Weather will continue to play a role in market direction. As of Aug. 24, the next seven to 10 day forecast has slightly below average temps for the Northern Plains. To top that off, rain is starting to become a little more frequent as there are three more chances this week. The six to 10 day forecast is showing below normal temps for North Dakota but above to much above normal temps for the rest of the major growing regions of the U.S. Precip is expected to be above to much above normal.
Stats Canada’s next report will be out on Aug. 30. The average trade estimates for Canada’s 2021 production are: All Wheat: 22.6 million metric tons versus 35.2 million metric tons last year and versus USDA’s 24 million metric ton estimate. Hard red spring wheat production is estimated at 15.9 million metric tons versus 25.8 million metric tons last year.

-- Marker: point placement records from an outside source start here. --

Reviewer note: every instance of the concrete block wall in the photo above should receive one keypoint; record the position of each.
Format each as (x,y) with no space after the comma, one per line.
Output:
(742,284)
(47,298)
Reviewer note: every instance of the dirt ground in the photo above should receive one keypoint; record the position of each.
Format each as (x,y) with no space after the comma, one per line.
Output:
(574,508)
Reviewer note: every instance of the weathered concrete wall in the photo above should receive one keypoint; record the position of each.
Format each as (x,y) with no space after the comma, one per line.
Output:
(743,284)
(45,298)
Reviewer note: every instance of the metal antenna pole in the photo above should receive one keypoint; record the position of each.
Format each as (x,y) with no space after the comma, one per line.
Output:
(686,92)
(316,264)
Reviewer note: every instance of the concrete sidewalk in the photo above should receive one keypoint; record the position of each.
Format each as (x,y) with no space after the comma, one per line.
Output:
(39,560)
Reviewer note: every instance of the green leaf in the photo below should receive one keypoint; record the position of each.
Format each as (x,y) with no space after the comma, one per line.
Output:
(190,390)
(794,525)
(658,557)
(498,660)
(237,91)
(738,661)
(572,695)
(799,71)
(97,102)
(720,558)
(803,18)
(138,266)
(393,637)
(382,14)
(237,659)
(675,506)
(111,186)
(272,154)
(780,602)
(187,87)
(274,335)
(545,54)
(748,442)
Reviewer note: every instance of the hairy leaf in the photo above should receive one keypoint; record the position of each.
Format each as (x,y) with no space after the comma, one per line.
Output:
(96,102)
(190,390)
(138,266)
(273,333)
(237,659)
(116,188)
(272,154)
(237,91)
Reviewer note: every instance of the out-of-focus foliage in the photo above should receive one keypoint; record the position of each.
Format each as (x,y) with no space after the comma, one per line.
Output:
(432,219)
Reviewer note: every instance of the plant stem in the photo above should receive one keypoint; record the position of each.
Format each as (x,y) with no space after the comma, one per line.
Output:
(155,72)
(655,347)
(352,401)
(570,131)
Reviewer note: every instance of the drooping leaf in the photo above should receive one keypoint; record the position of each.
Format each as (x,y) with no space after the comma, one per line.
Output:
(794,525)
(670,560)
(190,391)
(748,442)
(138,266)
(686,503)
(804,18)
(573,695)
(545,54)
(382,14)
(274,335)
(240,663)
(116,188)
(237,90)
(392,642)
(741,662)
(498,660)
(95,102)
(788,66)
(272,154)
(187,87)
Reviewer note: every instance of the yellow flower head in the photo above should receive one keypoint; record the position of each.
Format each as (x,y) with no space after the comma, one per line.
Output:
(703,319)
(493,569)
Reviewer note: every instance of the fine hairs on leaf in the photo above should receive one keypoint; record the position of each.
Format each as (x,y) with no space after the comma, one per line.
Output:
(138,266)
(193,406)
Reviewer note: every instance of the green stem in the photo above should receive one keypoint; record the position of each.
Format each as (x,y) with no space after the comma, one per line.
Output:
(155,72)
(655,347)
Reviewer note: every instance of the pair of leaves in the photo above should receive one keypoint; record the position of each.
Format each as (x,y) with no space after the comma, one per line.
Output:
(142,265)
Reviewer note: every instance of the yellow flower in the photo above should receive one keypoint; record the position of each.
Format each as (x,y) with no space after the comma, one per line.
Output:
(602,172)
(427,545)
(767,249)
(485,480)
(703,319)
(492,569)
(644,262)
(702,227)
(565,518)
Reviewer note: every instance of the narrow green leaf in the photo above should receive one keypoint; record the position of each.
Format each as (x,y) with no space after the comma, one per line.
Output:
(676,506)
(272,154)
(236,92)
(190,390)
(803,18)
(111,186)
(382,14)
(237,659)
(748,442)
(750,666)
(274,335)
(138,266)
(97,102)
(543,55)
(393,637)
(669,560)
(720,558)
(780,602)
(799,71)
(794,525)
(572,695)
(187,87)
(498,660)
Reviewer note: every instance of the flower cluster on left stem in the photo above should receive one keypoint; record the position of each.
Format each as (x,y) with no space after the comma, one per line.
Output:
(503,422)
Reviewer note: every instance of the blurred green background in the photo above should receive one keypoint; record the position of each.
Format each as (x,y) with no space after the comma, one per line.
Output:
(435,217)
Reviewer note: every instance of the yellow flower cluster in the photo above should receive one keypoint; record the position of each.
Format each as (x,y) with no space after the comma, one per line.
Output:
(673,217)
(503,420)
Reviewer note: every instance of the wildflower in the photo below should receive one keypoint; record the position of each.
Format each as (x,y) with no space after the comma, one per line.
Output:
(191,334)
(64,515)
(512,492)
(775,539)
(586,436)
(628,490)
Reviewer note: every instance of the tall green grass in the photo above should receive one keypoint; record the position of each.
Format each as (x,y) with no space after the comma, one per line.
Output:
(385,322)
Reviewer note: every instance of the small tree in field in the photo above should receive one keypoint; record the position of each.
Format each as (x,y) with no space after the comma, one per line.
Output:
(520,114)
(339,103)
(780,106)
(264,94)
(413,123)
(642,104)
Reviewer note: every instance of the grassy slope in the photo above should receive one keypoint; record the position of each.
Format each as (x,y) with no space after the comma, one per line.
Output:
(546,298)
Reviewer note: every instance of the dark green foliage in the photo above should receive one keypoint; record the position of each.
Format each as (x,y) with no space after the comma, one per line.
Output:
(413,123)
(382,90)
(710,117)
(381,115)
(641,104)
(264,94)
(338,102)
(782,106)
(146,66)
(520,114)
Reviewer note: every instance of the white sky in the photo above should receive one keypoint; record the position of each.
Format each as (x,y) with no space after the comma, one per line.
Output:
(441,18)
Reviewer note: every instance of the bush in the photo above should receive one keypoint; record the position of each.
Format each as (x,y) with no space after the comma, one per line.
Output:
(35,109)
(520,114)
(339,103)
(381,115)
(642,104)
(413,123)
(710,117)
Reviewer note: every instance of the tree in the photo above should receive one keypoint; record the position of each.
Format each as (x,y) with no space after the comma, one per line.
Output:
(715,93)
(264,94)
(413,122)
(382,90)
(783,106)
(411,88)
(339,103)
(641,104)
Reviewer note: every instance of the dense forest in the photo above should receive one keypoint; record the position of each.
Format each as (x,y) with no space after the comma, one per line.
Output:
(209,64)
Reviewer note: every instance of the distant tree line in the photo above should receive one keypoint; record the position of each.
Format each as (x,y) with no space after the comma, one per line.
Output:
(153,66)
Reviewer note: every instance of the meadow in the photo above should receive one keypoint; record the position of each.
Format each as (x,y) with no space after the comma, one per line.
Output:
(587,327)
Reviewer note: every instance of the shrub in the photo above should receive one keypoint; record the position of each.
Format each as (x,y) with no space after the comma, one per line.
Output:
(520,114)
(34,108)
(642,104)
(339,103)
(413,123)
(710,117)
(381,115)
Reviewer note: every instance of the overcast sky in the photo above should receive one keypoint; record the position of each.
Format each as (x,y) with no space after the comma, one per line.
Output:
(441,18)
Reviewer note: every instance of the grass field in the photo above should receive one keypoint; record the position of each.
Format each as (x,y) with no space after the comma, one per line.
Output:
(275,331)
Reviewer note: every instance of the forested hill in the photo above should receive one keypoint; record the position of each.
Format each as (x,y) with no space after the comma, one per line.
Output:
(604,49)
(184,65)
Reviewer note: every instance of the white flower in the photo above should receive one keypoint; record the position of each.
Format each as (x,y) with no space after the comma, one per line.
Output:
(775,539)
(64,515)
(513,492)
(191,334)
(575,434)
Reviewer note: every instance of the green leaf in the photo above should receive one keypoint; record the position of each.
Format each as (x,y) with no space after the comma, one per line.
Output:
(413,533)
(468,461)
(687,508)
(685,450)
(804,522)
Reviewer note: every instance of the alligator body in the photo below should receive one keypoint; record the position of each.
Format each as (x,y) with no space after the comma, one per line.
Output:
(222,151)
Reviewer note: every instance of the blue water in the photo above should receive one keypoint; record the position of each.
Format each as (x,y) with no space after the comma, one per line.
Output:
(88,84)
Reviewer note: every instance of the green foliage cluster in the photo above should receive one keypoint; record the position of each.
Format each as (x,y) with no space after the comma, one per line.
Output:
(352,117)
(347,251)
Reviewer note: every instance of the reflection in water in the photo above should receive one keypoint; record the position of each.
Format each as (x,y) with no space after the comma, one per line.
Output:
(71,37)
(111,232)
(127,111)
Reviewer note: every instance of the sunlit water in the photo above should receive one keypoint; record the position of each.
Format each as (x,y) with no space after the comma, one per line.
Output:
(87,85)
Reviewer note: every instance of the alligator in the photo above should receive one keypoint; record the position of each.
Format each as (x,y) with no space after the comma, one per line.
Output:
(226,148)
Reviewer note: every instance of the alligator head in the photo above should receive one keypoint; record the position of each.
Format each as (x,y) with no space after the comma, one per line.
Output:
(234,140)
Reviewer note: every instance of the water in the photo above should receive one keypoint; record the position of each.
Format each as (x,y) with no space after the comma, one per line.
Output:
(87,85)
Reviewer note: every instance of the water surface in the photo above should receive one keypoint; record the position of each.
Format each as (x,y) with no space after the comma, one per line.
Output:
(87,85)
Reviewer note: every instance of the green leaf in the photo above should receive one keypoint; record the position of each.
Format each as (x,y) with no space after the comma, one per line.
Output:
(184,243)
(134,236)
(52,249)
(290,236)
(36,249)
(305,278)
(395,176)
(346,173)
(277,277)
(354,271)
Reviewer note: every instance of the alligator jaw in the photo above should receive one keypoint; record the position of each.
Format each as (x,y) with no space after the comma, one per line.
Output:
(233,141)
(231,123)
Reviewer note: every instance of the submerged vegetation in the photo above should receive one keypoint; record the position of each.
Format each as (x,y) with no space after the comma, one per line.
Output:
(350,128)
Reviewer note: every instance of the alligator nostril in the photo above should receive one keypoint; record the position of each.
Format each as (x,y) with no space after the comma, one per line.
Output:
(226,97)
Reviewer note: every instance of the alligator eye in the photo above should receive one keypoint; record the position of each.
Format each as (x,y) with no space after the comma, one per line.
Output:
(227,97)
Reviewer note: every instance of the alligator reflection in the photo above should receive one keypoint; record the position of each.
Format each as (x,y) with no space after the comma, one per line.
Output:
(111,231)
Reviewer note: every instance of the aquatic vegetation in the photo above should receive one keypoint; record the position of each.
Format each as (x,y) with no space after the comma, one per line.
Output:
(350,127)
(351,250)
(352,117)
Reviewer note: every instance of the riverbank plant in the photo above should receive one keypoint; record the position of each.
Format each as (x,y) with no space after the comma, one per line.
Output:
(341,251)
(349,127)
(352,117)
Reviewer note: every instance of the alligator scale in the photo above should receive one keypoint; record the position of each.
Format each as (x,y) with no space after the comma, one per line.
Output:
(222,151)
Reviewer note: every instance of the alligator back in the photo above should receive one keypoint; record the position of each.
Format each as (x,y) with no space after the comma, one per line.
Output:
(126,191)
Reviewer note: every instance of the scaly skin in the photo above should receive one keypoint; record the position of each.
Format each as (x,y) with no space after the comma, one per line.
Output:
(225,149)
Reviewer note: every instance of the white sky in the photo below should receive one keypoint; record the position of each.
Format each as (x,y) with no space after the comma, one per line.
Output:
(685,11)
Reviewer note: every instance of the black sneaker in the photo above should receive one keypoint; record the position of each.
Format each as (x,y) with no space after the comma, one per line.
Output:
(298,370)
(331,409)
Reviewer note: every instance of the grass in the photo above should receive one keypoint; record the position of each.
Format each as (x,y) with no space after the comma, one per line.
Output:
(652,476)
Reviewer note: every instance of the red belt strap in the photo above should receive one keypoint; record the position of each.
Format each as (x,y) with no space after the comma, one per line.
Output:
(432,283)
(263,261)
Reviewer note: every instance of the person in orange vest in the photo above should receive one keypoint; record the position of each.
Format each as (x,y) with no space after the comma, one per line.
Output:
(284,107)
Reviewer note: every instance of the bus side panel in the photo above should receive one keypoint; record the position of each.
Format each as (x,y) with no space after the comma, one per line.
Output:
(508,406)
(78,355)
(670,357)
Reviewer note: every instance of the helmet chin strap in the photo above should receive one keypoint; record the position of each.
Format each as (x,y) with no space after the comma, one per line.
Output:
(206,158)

Durum production is estimated at 4.1 million metric tons versus 6.6 million metric tons last year. Canola production is estimated at 14.1 million metric tons versus 18.7 million metric tons last year and versus USDA’s 16 million metric tons. Canola production of 14.1 million metric tons, if realized, would be a nine-year low.
Cattle were able to gap higher at the start of trading the last week of August with most of the support coming from a friendly August Cattle on Feed report. The report showed lower cattle in feedlots than expected and the lowest number on feed in four years. July’s Cold Storage report was also friendly. At the end of July there was 401.3 million pounds of beef in freezers, 9% less than last year and 12% lower than the five-year average. Reports have fourth quarter beef production dropping 1% from last year and at a three-year low. To add to the friendliness, slaughter weights continue to decline with steer weights 10 pounds lower than last year and heifers slaughter weights running 15 pounds lower than last year. Technically the bull run in the cattle market that started the end of October 2020 and is still going. But it might be starting to mature.
A record setting session in the S&P 500 and Nasdaq will continue to pull money out of the grains. The one concern traders have is the Jackson Hole meeting. The Federal Reserve is holding their Jackson Hole meeting virtually and traders are sitting on the edge of their seats to see what the Federal Reserve says about the quantitative easing program.